Monday, December 10, 2012

Brazilian Economic Crisis


The Brazilian economic crisis began in 1970s after the 1973 oil shock that affected the whole world. However, the oil shock did not take effect immediately because the Gross Domestic Product (GDP) was high. Negative economic growth began in 1980 when US increased interest rates; hence, foreign debts became a burden. The government reacted by investing in industrial infrastructure in order to reduce imports; hence, encourage self-sufficiency. This increased the burden of foreign debt for the government had to borrow to fund the infrastructure. The government had to take strict measures because public funds were dwindling. Among the measures that were taken are; reduction of wage, freezing of prices and withdrawing payment of interest on any debt. This provided a temporary solution for the annual output started growing.

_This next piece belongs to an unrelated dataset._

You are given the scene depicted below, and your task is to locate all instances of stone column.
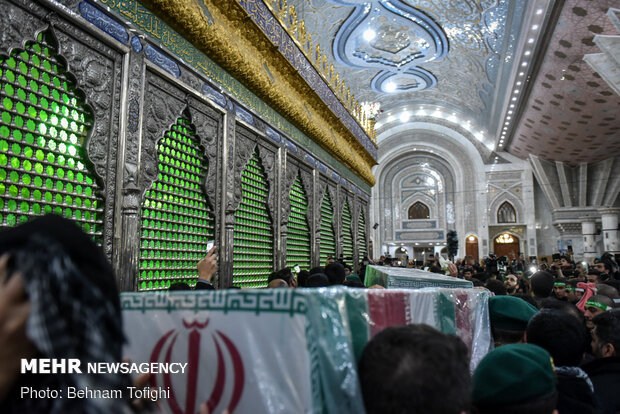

The crises continued in the mid 1980s due to expenditure of public funds and continuing financial crises. Several reformations were implemented to rectify the situation such as elimination of indexation and freezing of prices, but they created disequilibrium in the public sector. This is due to overextension of currency freezing and late adjustment of wages to lower levels when the economy was beyond repair.
Brazil recovered from the crisis in 1994 after implementation of the Real Plan. It abolished indexation and streamlined the public sector by lying off some workers. The major attribute of elimination of inflation is the introduction of a new currency (Real) that was pegged to the US dollar. The plan managed to reduce prices to the normal level up to date.